PD Editorial: Let’s not stifle the debate on affordable housing
Asked about the housing crunch in Sonoma County four years ago, then-Gov. Jerry Brown was characteristically blunt.
“The problem,” he said, “is you don’t want housing up there.”
Brown’s remark triggered a lively debate. One of those who disagreed most vehemently with the governor was Rohnert Park Councilman Jake Mackenzie.
“The governor can’t tell us we aren’t interested in housing,” Mackenzie said. “We bloody well are.”
At the time, Rohnert Park was on the front end of its biggest building boom in two decades.
In January, with housing still in short supply in the Bay Area and across the state, Mackenzie’s colleagues on the Rohnert Park City Council stripped him of two prestigious appointments because he signed a regional housing compact in his role as chairman of the Metropolitan Transportation Commission.
Soon afterward, a committee of Sonoma County mayors and city council members signaled their intention to remove Mackenzie from the MTC, where he has served since 2008, even though no one else had applied for the job.
By themselves, these acts don’t prove that Brown was right about Sonoma County and housing.
But they demonstrate just how difficult it is to systematically address the problem of high prices and short supply in the Bay Area housing market.
Mackenzie was one of two local elected officials who signed what’s known as the CASA compact, which was put together by elected officials from throughout the Bay Area, working in conjunction with transit officials, major employers and others. The other local signer was Supervisor David Rabbitt. Santa Rosa Councilwoman Julie Combs serves on the steering committee but hasn't signed the compact.
CASA doesn’t obligate any local jurisdiction, but it was offered as a framework for state legislation to facilitate development of affordable housing, including multi-story buildings, along certain Bay Area transit corridors, including SMART. Other provisions of the 10-point compact include a cap on rent increases, restrictions on evictions and taxes to subsidize affordable housing. All of them would require legislative approval; some would require voter approval.
The goal is a better balance between the creation of housing and jobs. Since 2010, the Bay Area has added 722,000 new jobs but just 106,000 housing units.
New jobs are usually popular, but housing plans often into stiff opposition from neighbors and their elected representatives.
“If we had a food crisis in the Bay Area, famine, we would take drastic actions,” Rabbitt said. “If we have a health crisis, if we had an epidemic, we would take drastic actions. We have a housing crisis, and everyone looks to everyone else to solve it. And no one wants to step up — ‘I have my house. I don’t have a crisis.’ There’s a lot of that.”
Recent legislative attempts to force cities and counties to approve more housing have failed, with local governments vigorously defending local control. Additional bills, some of them reflecting the CASA compact, are likely to be presented in Sacramento this year.

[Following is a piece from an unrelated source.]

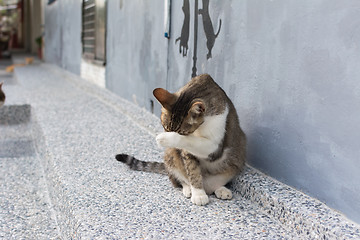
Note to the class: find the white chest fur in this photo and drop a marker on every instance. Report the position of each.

Gov. Gavin Newsom, who campaigned on housing, has suggested reducing gas tax payments to jurisdictions that miss housing quotas. His administration recently filed suit against Huntington Beach for failing to set aside land for affordable housing — a stark contrast to Brown signing legislation granting Marin County an exemption through 2028.
Some of these are controversial ideas. We’re not ready to endorse the CASA compact, but if local elected officials are prepared to fire one of their own before these ideas are even subjected to legislative hearings, then maybe Brown was right about Sonoma County and housing. We hope that’s not the case.